During the company’s Q1 earnings call, CEO Tom Rutledge said around 5,000 Charter employees will take part in the trial, walking through “an end-to-end sales activation of service process”. He added the company is also in the process of bulking up its mobile sales channels and service capabilities, modifying “several hundred” of its retail stores and setting up mobile call centres.

The moves come ahead of an expected service launch in the current quarter.

Charter has been steadily preparing, hiring former Sprint executive Danny Bowman in March to oversee the launch. In April, the company also teamed with Comcast on the joint development and design of backend systems to support the wireless push.

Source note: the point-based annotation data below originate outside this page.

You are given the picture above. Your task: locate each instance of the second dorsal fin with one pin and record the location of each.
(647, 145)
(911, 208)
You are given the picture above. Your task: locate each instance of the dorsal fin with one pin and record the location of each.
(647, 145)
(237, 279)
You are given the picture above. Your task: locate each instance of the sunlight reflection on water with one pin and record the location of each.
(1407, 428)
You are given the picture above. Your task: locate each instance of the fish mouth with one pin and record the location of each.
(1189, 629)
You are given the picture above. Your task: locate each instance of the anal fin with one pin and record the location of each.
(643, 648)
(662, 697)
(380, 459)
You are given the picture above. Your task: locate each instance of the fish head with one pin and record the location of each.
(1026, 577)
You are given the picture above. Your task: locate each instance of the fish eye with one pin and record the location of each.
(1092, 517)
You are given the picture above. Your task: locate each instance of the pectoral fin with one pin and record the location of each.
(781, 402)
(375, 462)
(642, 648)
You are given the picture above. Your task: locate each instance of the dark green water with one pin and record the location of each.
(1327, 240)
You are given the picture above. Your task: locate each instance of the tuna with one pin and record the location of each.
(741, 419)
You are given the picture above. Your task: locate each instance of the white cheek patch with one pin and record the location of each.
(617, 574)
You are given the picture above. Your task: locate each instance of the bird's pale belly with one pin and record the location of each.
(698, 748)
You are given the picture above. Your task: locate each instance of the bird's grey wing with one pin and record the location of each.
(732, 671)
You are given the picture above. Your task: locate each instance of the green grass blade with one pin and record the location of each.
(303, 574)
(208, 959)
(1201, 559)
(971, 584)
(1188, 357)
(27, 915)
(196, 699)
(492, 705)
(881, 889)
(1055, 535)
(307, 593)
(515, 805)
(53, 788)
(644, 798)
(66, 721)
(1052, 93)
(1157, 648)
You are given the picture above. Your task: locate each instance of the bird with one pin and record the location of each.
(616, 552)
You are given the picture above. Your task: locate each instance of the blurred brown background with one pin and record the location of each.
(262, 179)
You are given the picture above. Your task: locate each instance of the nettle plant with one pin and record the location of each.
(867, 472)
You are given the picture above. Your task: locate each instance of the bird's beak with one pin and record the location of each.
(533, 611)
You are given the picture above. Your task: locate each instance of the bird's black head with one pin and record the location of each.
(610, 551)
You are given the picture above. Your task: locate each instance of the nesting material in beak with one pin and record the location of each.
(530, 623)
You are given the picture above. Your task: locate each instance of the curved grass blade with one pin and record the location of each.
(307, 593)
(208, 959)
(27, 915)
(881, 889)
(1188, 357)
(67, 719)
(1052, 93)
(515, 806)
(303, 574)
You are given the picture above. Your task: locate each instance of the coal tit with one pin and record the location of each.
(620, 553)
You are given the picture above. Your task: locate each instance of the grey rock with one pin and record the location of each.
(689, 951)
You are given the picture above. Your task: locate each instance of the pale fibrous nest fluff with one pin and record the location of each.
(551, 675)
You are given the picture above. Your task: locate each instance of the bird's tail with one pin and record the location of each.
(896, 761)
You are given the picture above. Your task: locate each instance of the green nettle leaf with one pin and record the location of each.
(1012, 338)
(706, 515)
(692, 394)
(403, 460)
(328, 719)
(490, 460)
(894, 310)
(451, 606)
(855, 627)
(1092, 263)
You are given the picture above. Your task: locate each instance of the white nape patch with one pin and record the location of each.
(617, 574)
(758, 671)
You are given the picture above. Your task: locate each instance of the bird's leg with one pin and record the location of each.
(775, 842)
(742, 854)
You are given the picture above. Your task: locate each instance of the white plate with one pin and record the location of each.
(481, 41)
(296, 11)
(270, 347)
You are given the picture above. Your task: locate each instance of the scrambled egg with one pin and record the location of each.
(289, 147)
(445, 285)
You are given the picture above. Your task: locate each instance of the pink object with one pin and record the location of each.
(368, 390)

While Charter CFO Christopher Winfrey said Comcast is a reasonable example of how Charter’s mobile model might play out in early days, Rutledge stressed Charter will adopt a different marketing strategy. The approach, Rutledge said, will lead to a divergence in performance.

Ultimately Charter aims to use its mobile service to “attract and retain cable bundle multi-product customers,” he added.

AT&T is pursuing a similar strategy. During its Q1 earnings call in April the operator’s CFO noted AT&T is pushing bundle deals as a way to reduce churn and increase revenue from user accounts.